A second to an hour, a day, a week.

And now I find myself otherwise;
A servant in a kingdom so far removed...
A space between time, trapped in a world
That refuses to change

The beauty of a day that never ends,
Each creature caught in their own life
Statues of flesh, never to age...
Oaken pillars to never fade

I admire these things, their nature,
Outside of the reason of time
Seeing a rose that never blooms,
As eternity fades again...

Thursday, December 4

Sunder

I have a bad habit of Mystique, of Vagueness, of Huimility, of Archaic Expressions.

I cannot express myself clearly; too long have I spent inside my own head, explain things to myself with ever increasing madness colouring my words. Flowery language blooms in my muddled thoughts, 'high language' replacing the common tongue... and the common tongue is common for a reason; people understand it, it's clear, it's base and widely spread.

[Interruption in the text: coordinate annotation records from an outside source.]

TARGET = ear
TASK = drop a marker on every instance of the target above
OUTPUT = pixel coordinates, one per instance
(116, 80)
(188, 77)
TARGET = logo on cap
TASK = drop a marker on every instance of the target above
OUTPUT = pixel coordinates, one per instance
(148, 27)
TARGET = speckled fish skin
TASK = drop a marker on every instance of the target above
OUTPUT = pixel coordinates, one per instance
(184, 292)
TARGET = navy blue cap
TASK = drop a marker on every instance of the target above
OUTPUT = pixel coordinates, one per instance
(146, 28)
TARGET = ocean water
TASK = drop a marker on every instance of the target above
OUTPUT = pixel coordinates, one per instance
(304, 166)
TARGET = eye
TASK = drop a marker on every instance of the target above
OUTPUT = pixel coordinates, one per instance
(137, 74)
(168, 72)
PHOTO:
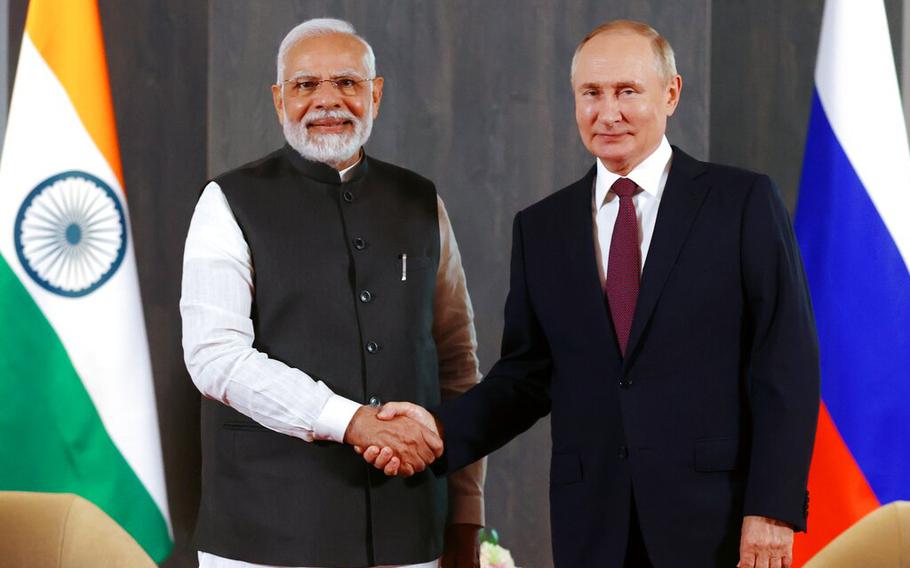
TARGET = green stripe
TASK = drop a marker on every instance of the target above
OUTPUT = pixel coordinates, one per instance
(51, 437)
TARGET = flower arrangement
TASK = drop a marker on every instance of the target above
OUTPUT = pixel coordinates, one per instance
(492, 555)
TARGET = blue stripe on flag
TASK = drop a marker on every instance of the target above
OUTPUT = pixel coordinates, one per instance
(861, 294)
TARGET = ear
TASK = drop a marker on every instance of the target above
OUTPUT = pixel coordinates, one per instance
(279, 102)
(377, 95)
(674, 89)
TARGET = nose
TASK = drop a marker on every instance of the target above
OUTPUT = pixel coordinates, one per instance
(326, 96)
(610, 111)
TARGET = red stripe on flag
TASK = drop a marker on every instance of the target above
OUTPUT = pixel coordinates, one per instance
(840, 493)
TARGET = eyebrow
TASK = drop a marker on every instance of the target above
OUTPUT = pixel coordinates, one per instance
(336, 74)
(616, 85)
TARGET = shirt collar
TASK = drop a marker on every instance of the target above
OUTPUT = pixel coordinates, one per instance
(648, 175)
(347, 173)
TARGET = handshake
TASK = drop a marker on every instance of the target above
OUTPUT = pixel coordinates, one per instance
(400, 438)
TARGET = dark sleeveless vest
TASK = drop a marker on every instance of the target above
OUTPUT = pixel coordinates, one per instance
(329, 300)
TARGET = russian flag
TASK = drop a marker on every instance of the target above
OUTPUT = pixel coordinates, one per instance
(853, 226)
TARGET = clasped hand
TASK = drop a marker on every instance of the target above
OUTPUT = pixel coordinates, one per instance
(400, 439)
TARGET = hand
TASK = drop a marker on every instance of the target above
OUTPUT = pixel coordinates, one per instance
(462, 547)
(765, 543)
(384, 457)
(411, 445)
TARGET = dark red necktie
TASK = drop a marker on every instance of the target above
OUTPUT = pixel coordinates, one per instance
(624, 263)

Poetic language and form inundate my thoughts; it is why my writings twist so, and why I cannot speak clearly; my thoughts do not translate to spoken language, my madness bars my tongue from wagging with silver syllables...

So I mumble, and stumble, and hesitate to speak; so I am brash among friends, and silent among strangers, letting my deep bass rumble forth on rare occasions, holding my tongue for fear of shame and the rapid, rapid speech my tripping syllables take.